In July, we announced the 2019 edition of the “DK-SIS White Paper” (2018 data), which is in its 16th year this year. The paper is a collection and analysis of business data from about 1.47 million units transmitted daily from pachinko halls. It is therefore used by people in the industry as an index showing the state of the ever-changing pachinko industry and future behavior predictions.

In the control systems business, we promoted activities to extend planning and product proposals using new technologies to all pachinko machines. For example, we kept trying to make quality improvements alongside development cost cuts by streamlining the development process, and tried to form alliances with companies that have technical expertise.

Results in the second quarter of the current fiscal year showed sales of ¥18.643 billion (31.0% up year-on-year), operating income of ¥1.302 billion (49.3% up YoY), ordinary income of ¥1.421 billion (41.4% up YoY) and quarterly net income attributable to parent company shareholders of ¥912 million (43.1% up YoY).

Segment results are as follows.

[Information System Segment]

In the second quarter in this business field, “VEGASIA III” CR units, whose security functions continue to be highly rated, and “BiGMO PREMIUM II” and “REVOLA” information terminals for fans, which continue to be installed in major companies, performed much better year-on-year.

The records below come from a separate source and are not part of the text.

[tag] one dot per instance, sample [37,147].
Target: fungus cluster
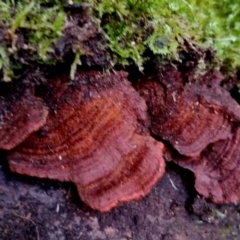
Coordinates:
[94,132]
[201,121]
[20,116]
[95,136]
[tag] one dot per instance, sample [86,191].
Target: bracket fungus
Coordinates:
[217,170]
[95,136]
[188,115]
[201,121]
[19,117]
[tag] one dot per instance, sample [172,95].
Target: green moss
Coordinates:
[131,27]
[28,28]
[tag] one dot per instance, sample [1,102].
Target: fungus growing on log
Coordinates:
[95,136]
[217,170]
[189,115]
[19,117]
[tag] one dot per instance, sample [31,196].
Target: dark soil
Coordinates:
[40,209]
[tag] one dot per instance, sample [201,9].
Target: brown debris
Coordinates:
[19,117]
[95,136]
[189,115]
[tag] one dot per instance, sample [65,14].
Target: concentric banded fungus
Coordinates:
[217,170]
[189,115]
[19,117]
[96,137]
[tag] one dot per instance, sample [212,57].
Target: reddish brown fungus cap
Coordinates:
[189,115]
[19,117]
[95,136]
[217,170]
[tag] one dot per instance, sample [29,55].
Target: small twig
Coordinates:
[27,219]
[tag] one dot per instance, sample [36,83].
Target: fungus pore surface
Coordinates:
[19,117]
[95,136]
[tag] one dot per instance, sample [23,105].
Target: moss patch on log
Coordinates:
[30,29]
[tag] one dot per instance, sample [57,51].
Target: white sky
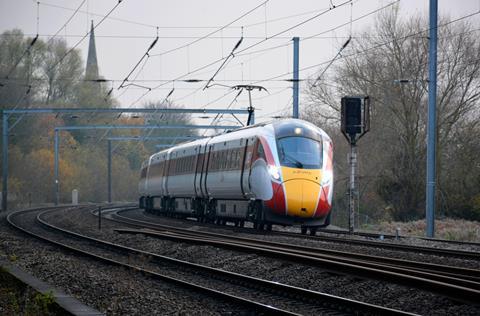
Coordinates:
[120,44]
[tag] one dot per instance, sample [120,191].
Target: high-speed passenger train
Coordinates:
[272,173]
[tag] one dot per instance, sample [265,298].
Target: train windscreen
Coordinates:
[300,152]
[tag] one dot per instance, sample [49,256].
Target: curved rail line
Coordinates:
[369,243]
[322,302]
[458,283]
[378,235]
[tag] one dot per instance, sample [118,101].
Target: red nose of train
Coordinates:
[301,194]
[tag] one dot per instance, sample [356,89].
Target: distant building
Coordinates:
[91,70]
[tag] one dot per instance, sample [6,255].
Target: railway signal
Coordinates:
[355,122]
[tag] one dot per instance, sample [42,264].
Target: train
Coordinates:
[273,173]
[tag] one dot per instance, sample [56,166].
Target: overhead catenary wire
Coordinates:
[85,36]
[66,23]
[231,55]
[152,45]
[251,46]
[319,77]
[211,33]
[373,47]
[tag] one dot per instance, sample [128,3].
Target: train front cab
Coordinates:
[302,182]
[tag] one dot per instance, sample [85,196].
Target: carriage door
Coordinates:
[198,170]
[246,164]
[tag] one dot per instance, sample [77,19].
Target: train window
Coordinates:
[228,163]
[300,152]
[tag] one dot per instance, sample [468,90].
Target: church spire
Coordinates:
[91,71]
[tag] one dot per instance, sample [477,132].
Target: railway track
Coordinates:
[254,294]
[458,283]
[441,252]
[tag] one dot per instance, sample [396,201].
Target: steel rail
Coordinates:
[308,296]
[459,289]
[211,292]
[378,235]
[377,244]
[472,276]
[456,272]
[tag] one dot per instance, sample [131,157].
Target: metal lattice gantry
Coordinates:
[10,113]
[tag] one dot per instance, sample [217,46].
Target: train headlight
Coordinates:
[274,172]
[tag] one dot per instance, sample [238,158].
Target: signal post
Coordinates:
[355,122]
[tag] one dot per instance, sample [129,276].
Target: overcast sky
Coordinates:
[124,37]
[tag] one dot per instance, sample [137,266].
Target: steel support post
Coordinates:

This was in spite of fewer new store openings and major renovations, the limiting of withdrawal deadlines to the end of the year due to certification expiration of the main pachislot models, and difficult market conditions that continue to suppress the appetite for capital investment.

The replace to “X (Kai)” AI hall computers also progressed steadily.

As a result, in this business field we recorded sales of ¥14.908 billion (34.6% up YoY) and a segment profit of ¥2.309 billion (65.0% up YoY).

[Control System Segment]

In the second quarter in this business field, conditions were difficult as profits fell significantly. While sales of control units and parts for pachinko machines used with major titles were favorable, sales of display units declined year-on-year.

As a result, in this business field we recorded sales of ¥3.75 billion (18.2% up YoY) but a segment loss of ¥66 million (compared with a segment profit of ¥335 million in the previous fiscal year).

(Note) Above figures for each segment include the amounts of inter-segment transactions.

Explanation of Financial Position

Regarding our total assets at the end of the second quarter, tangible fixed assets and intangible fixed assets fell due to reduced inventory assets and reduced accounts receivable accompanying the collection of proceeds from development, and substantial depreciation costs of fixed assets. However, cash and deposits were up due to favorable sales. As a result, our total assets were ¥43.888 billion, an increase of ¥159 million from the previous consolidated fiscal year.

Our liabilities at the end of the second quarter were ¥13.522 billion, ¥309 million less than at the end of the previous fiscal year. Accrued corporation taxes went up due to positive operating results, but R&D expenditure and software related accounts payable went down.

Our net assets at the end of the second quarter were ¥30.366 billion, ¥468 million higher than at the end of the previous fiscal year. Earned surplus increased because appropriated quarterly net income attributable to parent company shareholders was greater than dividend payments. Shareholders’ equity ratio was 69.2% (0.8 points up from the end of the previous fiscal year).

Explanation of Earnings Forecast such as Consolidated Business Results Forecast

Results in the second quarter of the current fiscal year were favorable compared with initial forecasts, but the full-year results forecast figures remain as they were at the start of the fiscal year.

The information systems business is expected to remain strong in the second half of the year, but in the control systems business the outlook remains unpredictable. For example, sales of display units for our company’s pachinko machines will be impacted by the replacement of old-regulation pachislot machines, whose certification will expire, with new-regulation models. Taking these circumstances into account, there has been no revision of our full-year results forecast announced on May 14, 2019.

If a revision is required in future, it will be released promptly.